Ma Moran’s Mescan-Soaked Christmas Cake

This is Christmas baking the Mescan way — rich, bold, and full of flavour. Inspired by a family favourite and brought to life with our Belgian-style beers, this cake swaps the usual spirits for Red Tripel, Spéartha Dorcha, or Beoir na Nollag. Soaked for days and matured for weeks, it’s the kind of cake that rewards patience — just like our beer.

Ingredients

Fruit Mix

  • 300g raisins

  • 300g sultanas

  • 300g currants

  • 80g glacé cherries

  • 50g mixed peel (preferably homemade)

  • 1½ bottles of Mescan Red Tripel, Spéartha Dorcha, or Beoir na Nollag

Cake Mix

  • 225g butter

  • 200g soft brown sugar

  • 4 extra-large free-range eggs

  • 225g self-raising flour

  • 1–2 tsp mixed spice (to taste)

  • 85g ground almonds

  • 50g flaked almonds (optional)

Method

Prepare the Fruit

  1. Combine all the dried fruit, glacé cherries, and mixed peel in a large mixing bowl.

  2. Pour over 1½ bottles of Mescan beer.

  3. Cover with a clean tea towel and leave to soak for at least 24 hours, or up to 3 days. Stir occasionally.
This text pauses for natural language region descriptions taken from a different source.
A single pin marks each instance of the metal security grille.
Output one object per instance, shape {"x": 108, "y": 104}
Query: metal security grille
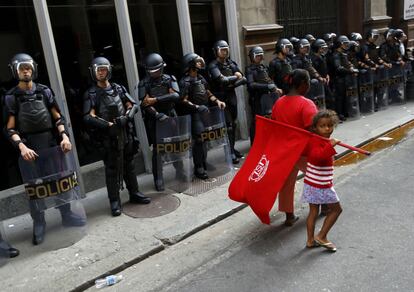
{"x": 300, "y": 17}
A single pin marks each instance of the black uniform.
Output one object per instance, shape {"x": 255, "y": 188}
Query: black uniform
{"x": 36, "y": 127}
{"x": 223, "y": 84}
{"x": 278, "y": 70}
{"x": 196, "y": 90}
{"x": 341, "y": 68}
{"x": 159, "y": 88}
{"x": 261, "y": 87}
{"x": 116, "y": 142}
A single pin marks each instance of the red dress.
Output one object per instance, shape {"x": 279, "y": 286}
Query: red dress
{"x": 298, "y": 111}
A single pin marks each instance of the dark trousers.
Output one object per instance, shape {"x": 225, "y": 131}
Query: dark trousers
{"x": 230, "y": 115}
{"x": 119, "y": 165}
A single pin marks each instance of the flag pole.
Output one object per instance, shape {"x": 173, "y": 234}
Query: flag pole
{"x": 362, "y": 151}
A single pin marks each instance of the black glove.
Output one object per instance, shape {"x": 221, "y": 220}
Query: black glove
{"x": 202, "y": 109}
{"x": 121, "y": 121}
{"x": 271, "y": 86}
{"x": 161, "y": 117}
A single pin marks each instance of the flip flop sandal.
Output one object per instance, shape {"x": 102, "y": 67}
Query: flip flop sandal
{"x": 289, "y": 222}
{"x": 328, "y": 245}
{"x": 314, "y": 244}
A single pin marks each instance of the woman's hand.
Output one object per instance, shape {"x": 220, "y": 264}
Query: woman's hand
{"x": 27, "y": 153}
{"x": 65, "y": 145}
{"x": 334, "y": 141}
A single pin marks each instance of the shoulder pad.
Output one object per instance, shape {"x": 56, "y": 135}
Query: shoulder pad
{"x": 41, "y": 87}
{"x": 11, "y": 91}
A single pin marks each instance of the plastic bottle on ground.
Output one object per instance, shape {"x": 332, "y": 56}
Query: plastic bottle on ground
{"x": 108, "y": 281}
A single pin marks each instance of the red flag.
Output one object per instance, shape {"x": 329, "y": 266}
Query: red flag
{"x": 276, "y": 149}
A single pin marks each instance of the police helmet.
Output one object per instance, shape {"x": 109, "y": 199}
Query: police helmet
{"x": 100, "y": 62}
{"x": 294, "y": 41}
{"x": 398, "y": 33}
{"x": 354, "y": 46}
{"x": 355, "y": 36}
{"x": 154, "y": 64}
{"x": 303, "y": 43}
{"x": 219, "y": 46}
{"x": 342, "y": 40}
{"x": 19, "y": 60}
{"x": 255, "y": 51}
{"x": 373, "y": 33}
{"x": 283, "y": 44}
{"x": 192, "y": 61}
{"x": 388, "y": 33}
{"x": 319, "y": 44}
{"x": 310, "y": 38}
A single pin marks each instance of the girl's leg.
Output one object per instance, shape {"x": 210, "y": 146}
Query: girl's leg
{"x": 310, "y": 223}
{"x": 334, "y": 211}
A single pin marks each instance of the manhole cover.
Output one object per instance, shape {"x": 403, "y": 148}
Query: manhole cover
{"x": 161, "y": 204}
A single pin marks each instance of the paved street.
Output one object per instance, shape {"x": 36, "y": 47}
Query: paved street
{"x": 374, "y": 237}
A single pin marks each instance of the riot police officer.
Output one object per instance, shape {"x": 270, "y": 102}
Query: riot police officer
{"x": 109, "y": 111}
{"x": 310, "y": 38}
{"x": 262, "y": 90}
{"x": 320, "y": 63}
{"x": 33, "y": 116}
{"x": 197, "y": 98}
{"x": 303, "y": 61}
{"x": 159, "y": 93}
{"x": 280, "y": 66}
{"x": 225, "y": 77}
{"x": 341, "y": 68}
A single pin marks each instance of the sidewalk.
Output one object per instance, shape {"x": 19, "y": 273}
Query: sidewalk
{"x": 113, "y": 244}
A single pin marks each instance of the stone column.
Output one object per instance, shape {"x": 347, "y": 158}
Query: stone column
{"x": 375, "y": 15}
{"x": 396, "y": 11}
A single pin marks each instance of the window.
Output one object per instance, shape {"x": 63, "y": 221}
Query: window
{"x": 84, "y": 30}
{"x": 155, "y": 29}
{"x": 19, "y": 34}
{"x": 208, "y": 25}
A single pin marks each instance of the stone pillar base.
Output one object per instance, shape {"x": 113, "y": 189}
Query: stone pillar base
{"x": 265, "y": 36}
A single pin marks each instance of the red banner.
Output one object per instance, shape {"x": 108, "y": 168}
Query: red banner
{"x": 276, "y": 149}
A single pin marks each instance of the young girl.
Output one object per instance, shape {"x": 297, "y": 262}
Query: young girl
{"x": 318, "y": 187}
{"x": 296, "y": 110}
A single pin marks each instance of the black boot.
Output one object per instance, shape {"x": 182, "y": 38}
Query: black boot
{"x": 138, "y": 198}
{"x": 234, "y": 159}
{"x": 69, "y": 218}
{"x": 7, "y": 251}
{"x": 201, "y": 173}
{"x": 159, "y": 185}
{"x": 115, "y": 208}
{"x": 238, "y": 154}
{"x": 39, "y": 228}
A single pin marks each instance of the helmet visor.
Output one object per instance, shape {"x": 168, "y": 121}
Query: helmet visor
{"x": 102, "y": 71}
{"x": 258, "y": 57}
{"x": 199, "y": 63}
{"x": 323, "y": 50}
{"x": 223, "y": 52}
{"x": 287, "y": 48}
{"x": 26, "y": 65}
{"x": 22, "y": 70}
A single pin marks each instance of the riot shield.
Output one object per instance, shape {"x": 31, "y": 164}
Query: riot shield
{"x": 396, "y": 84}
{"x": 366, "y": 91}
{"x": 381, "y": 87}
{"x": 267, "y": 101}
{"x": 351, "y": 95}
{"x": 4, "y": 246}
{"x": 51, "y": 186}
{"x": 173, "y": 150}
{"x": 317, "y": 94}
{"x": 218, "y": 163}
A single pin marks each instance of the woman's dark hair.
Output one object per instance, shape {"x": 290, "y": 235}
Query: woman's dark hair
{"x": 296, "y": 78}
{"x": 330, "y": 114}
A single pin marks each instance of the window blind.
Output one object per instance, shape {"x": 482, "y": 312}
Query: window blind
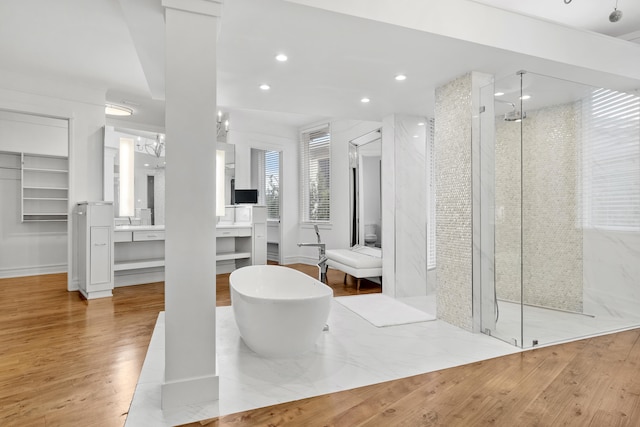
{"x": 315, "y": 171}
{"x": 431, "y": 197}
{"x": 611, "y": 160}
{"x": 272, "y": 183}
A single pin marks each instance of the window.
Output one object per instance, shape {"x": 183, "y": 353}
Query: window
{"x": 315, "y": 179}
{"x": 265, "y": 176}
{"x": 611, "y": 160}
{"x": 272, "y": 183}
{"x": 431, "y": 198}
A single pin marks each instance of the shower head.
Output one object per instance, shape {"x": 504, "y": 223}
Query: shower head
{"x": 615, "y": 16}
{"x": 513, "y": 115}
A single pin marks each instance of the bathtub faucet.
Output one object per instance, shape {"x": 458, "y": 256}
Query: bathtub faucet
{"x": 320, "y": 247}
{"x": 322, "y": 259}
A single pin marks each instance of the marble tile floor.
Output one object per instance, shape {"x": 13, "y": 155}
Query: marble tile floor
{"x": 353, "y": 353}
{"x": 551, "y": 327}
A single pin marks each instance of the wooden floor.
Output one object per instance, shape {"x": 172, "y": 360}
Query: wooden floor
{"x": 68, "y": 362}
{"x": 65, "y": 361}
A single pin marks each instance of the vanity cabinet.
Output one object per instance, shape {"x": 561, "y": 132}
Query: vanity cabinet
{"x": 95, "y": 249}
{"x": 241, "y": 240}
{"x": 241, "y": 237}
{"x": 139, "y": 254}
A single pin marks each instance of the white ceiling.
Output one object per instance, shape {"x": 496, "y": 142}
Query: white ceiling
{"x": 334, "y": 60}
{"x": 590, "y": 15}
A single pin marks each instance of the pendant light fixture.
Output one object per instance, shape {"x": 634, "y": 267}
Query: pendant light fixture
{"x": 616, "y": 15}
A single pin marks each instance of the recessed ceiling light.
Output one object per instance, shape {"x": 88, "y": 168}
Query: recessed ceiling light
{"x": 117, "y": 110}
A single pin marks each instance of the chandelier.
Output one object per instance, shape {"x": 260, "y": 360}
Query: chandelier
{"x": 614, "y": 16}
{"x": 222, "y": 125}
{"x": 155, "y": 148}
  4. (Optional but recommended: drink the remaining ½ bottle for quality control.)

Make the Cake

  1. Preheat the oven to 180 °C.

  2. Cream the butter and sugar together until light and fluffy.

  3. Beat in the eggs one at a time.

  4. Add flour, mixed spice, ground almonds, and flaked almonds (if using). Mix gently until just combined.

  5. Fold in the soaked fruit and any remaining beer in the bowl.

Prepare the Tin & Bake

  1. Line a 9″ round cake tin with buttered greaseproof paper and a layer of cardboard.

  2. Pour in the batter and level the top.

  3. Cover the top of the tin with a piece of cardboard to prevent over-browning.

  4. Bake at 180 °C for 2 hours. Check the centre with a knife:

    • If it’s still very soft, continue at 180 °C for 1–2 more hours.

    • If nearly done but still a bit wet inside, reduce to 160 °C and bake for another hour, checking every 30–60 minutes.

Cool & Mature

  1. Let the cake cool completely in the tin.

  2. Once cool, remove, wrap in foil, and store in a cool, dry place.

  3. Once a week, unwrap and drizzle a shot of Irish whiskey over the base.

  4. Allow to mature for at least one month before serving — longer is even better.